Some projects I got to make in the woodworking shop we

3 drawer jewlery box
6 in high step stool
Router table
Some clocks
And we did somethings for the school itself

In the Home building shop:

We got to build a scaled down (but almost full scale) model of a
house. Get this it was big enough to fit in the shop.

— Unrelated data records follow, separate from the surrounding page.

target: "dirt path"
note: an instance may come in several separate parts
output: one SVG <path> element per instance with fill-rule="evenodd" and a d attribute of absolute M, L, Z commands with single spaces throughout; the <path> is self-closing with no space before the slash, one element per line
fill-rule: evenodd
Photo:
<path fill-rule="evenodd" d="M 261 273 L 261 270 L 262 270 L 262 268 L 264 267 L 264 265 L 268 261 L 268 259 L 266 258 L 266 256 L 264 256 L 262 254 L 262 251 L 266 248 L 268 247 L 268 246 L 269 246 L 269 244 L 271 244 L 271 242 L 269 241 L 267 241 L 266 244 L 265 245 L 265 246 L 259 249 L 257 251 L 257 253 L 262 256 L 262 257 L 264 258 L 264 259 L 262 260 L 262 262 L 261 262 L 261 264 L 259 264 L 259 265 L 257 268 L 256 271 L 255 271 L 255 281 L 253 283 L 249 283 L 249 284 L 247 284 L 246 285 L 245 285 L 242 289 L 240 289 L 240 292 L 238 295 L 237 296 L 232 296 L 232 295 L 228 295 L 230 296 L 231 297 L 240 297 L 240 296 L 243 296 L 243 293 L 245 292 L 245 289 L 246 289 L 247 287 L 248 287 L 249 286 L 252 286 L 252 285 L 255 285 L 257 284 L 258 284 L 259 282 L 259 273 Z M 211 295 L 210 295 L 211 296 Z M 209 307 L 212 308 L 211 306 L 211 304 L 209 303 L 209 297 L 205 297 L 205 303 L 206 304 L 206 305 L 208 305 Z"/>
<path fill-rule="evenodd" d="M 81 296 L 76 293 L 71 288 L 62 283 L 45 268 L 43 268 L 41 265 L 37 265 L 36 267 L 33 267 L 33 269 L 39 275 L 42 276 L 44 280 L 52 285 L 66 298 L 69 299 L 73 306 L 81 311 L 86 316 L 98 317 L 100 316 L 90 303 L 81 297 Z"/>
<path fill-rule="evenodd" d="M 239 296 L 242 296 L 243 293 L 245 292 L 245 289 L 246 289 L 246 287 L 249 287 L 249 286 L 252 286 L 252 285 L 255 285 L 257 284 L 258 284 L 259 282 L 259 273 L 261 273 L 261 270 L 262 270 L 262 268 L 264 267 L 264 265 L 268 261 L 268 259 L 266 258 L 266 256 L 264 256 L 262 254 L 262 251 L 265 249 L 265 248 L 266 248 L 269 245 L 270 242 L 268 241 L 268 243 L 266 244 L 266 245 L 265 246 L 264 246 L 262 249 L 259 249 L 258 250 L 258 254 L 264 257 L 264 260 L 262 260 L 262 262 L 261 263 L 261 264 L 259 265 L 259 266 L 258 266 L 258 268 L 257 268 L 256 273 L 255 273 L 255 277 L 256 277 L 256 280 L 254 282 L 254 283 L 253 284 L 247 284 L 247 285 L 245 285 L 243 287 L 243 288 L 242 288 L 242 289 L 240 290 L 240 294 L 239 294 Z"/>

And in my 12th grade year we contacted by a local fire company and
built a Fire Saftey House. They could take to local elementry schools.
That was probably my best project I ever worked on.

Bill

On Sun, 20 Feb 2005 09:36:43 -0500, "Owen Lawrence"
wrote:

Reading the Yeeee-Hah!!! thread, it got to wondering how my high school
woodworking experience might differ from others. My impression was that our
projects were relatively small compared to other schools, possibly due to
overcrowding. We had "Industrial Arts" from grade 7 to 9, age 12 to 14.
But anyway, two questions come to mind:

What did you make?
What did your teacher make while you were occupied?

I got to make
- candle holders (three pieces of wood, two holes)
- lamp, styled like an old water pump
- model rocket nose cones (our own individual design)
- adjustable record rack (our own collective design)
(That's it? Less than I thought after three years! Last year was wasted in
a metal shop with a new teacher in a new school. Can't remember even
lifting a single tool. Sigh.)

My teacher was making some double-helix carved lampstands. Very inspiring.

Maybe you can give me some age-appropriate ideas that my own children will
like to try. So far my 13 year old has had NO formal shop instruction at
school. But that's a separate thread.